I suppose in FL with our really sandy soil it may be possible to have a big
leak that never shows up on the surface. But before I did a lot of digging
and troubleshooting, I'd first do some calculations and make sure that there
was something wrong.
1. Did your waterbills suddenly go up to $400-$500? What were they before
you began to suspect a leak? Has your county put a surcharge on the water
bills because of the current drought?
2. How much water did you use with irrigation? without irrigation?
3. You should be able to check your water meter while running a single zone
and determine how much water is being put out when that zone is operating.
Knowing the number of heads on each zone and their approximate output you
should be able to calculate an approximate level of water use. If there is
a single source for excessive water use that should become apparent. You
should be able to run each zone, determine how much water it puts out during
its cycle, compare with your calculations, and if there's little
discrepancy, multiply by the number of cycles in a month, and determine your
programmed irrigation amounts. If it's totally out of whack with your
actual usage you need to look further.
4. Once you know how much water is being used during irrigation, you should
be able to determine whether that's an abnormal amount, and then identify
which of the zones is/are causing the problem. If you haven't done so,
recheck the zone settings on the Rainbird to make sure each zone is only
running ~20 minutes, and only on 1-2 x week. If something caused the
controller program to go bad, you could be running the system a lot more
than originally planned.
5. Once you've (a) identified that there actually is a new problem and (b)

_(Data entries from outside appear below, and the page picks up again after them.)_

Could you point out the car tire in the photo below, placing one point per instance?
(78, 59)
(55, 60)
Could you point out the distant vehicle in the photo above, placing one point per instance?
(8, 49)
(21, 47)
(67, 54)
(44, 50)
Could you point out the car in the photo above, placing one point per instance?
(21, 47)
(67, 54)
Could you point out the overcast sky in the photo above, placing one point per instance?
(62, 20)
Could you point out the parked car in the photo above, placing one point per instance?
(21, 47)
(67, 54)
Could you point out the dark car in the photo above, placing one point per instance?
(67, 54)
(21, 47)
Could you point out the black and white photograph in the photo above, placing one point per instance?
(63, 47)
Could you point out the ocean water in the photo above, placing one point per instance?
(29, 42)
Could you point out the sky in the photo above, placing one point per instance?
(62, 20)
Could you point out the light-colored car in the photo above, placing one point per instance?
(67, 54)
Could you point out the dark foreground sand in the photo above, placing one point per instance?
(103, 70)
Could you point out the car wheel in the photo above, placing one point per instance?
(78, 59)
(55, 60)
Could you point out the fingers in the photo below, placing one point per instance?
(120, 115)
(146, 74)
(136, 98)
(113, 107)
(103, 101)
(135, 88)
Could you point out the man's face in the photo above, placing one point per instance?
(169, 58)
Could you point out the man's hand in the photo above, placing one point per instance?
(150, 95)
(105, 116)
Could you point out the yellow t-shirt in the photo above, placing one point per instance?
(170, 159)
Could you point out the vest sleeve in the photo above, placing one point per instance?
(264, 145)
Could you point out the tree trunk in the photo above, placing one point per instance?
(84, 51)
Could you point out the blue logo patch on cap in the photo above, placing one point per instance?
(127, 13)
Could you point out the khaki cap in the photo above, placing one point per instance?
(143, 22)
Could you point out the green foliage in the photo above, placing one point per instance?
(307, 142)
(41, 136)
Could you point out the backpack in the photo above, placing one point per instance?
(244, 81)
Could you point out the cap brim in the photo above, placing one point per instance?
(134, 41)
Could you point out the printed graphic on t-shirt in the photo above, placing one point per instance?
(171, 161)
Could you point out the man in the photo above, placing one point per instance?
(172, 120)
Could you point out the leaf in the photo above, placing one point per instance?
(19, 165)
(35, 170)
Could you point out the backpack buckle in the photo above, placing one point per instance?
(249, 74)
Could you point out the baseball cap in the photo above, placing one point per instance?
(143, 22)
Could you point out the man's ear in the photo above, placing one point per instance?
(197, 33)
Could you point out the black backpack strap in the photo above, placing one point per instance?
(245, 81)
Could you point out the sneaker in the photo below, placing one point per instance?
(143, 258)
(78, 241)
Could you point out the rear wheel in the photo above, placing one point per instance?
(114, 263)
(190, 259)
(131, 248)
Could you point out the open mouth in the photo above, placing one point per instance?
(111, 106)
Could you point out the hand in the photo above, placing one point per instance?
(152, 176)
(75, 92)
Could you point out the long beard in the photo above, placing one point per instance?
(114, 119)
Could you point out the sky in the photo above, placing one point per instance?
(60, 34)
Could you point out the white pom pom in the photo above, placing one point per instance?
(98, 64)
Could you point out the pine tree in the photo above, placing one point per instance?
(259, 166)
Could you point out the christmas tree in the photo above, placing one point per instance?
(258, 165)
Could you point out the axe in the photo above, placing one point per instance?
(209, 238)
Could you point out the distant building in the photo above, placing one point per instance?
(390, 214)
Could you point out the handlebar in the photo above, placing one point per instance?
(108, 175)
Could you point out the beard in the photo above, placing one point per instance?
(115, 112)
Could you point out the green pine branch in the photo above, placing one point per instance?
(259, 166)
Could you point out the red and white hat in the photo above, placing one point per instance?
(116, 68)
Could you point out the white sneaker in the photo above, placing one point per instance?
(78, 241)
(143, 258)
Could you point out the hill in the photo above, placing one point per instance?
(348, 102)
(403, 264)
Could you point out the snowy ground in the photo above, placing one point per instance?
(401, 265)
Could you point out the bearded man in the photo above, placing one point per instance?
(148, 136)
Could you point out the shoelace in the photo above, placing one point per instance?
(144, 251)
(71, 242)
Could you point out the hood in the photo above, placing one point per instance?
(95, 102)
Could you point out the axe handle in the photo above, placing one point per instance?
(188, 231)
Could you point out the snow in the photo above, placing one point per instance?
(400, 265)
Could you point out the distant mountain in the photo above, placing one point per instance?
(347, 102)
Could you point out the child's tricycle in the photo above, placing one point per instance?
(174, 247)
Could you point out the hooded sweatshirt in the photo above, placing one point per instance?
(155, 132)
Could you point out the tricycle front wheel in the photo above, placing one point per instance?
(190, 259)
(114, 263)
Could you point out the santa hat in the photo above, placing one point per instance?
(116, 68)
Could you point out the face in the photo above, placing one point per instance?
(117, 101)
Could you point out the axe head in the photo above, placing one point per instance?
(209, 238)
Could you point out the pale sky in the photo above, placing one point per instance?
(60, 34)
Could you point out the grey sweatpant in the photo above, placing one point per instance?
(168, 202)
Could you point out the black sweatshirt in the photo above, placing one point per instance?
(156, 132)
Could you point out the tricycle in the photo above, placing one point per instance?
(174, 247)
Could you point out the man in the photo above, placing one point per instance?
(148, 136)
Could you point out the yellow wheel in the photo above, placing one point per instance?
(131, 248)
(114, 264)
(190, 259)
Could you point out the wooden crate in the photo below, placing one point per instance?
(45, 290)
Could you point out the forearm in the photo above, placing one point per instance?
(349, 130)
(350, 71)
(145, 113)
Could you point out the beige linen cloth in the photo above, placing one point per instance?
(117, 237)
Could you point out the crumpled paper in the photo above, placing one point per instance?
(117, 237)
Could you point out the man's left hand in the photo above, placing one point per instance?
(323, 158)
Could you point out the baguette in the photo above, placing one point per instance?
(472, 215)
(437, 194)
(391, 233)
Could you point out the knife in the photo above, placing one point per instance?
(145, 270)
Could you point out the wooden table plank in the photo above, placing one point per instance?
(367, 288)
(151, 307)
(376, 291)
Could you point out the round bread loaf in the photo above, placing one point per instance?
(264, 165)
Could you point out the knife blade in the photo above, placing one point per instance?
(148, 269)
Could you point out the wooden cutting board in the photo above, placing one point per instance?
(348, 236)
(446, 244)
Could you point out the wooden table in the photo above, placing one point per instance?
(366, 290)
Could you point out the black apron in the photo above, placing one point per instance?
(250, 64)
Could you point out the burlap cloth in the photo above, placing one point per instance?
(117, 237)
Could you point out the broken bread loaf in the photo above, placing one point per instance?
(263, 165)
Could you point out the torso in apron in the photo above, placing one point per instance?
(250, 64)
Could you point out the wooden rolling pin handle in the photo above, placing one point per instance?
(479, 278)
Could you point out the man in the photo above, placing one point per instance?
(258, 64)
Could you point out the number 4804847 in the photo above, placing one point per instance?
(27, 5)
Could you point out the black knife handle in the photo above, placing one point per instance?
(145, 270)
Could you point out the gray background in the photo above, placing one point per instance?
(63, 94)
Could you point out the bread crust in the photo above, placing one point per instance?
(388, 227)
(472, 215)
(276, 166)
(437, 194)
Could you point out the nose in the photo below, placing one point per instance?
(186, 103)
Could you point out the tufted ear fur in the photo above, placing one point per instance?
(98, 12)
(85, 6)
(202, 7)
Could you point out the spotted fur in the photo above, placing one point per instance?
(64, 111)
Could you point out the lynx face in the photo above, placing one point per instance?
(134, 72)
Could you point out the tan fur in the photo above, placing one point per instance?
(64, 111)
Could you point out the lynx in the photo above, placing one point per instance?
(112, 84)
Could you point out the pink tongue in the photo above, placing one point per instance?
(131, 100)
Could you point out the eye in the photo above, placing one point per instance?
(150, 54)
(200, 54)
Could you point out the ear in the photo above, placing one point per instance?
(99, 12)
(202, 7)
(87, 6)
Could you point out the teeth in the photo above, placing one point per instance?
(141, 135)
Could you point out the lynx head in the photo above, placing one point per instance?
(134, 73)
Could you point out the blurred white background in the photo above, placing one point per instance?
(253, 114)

identified which zone is at fault, (or perhaps that there is a problem in
the manifold or location that might affect several zones) you can
trouble-shoot that area
I helped my hubby with lots of sprinkler repairs around our condo, and
since many were not protected we got a lot of cracked pipes until we got
everything in shape. We always has water washing out to the surface
when there was a leak. A broken head will also flood one spot and
should be obvious. Are you present when the sprinkler runs to check out
sprinkler operation and timing? That would be my first chore, along
with making sure the system isn't running more often than it sould.
Those are whopping water bills and shutting off the system doesn prove
much. If your bill is high when you water and low when you don't, it
certaining doesn't seem like a sign of a leak to me ... seems much more
logical the timing is wrong. You could have major leaks but not have
any difference in the amount of water used.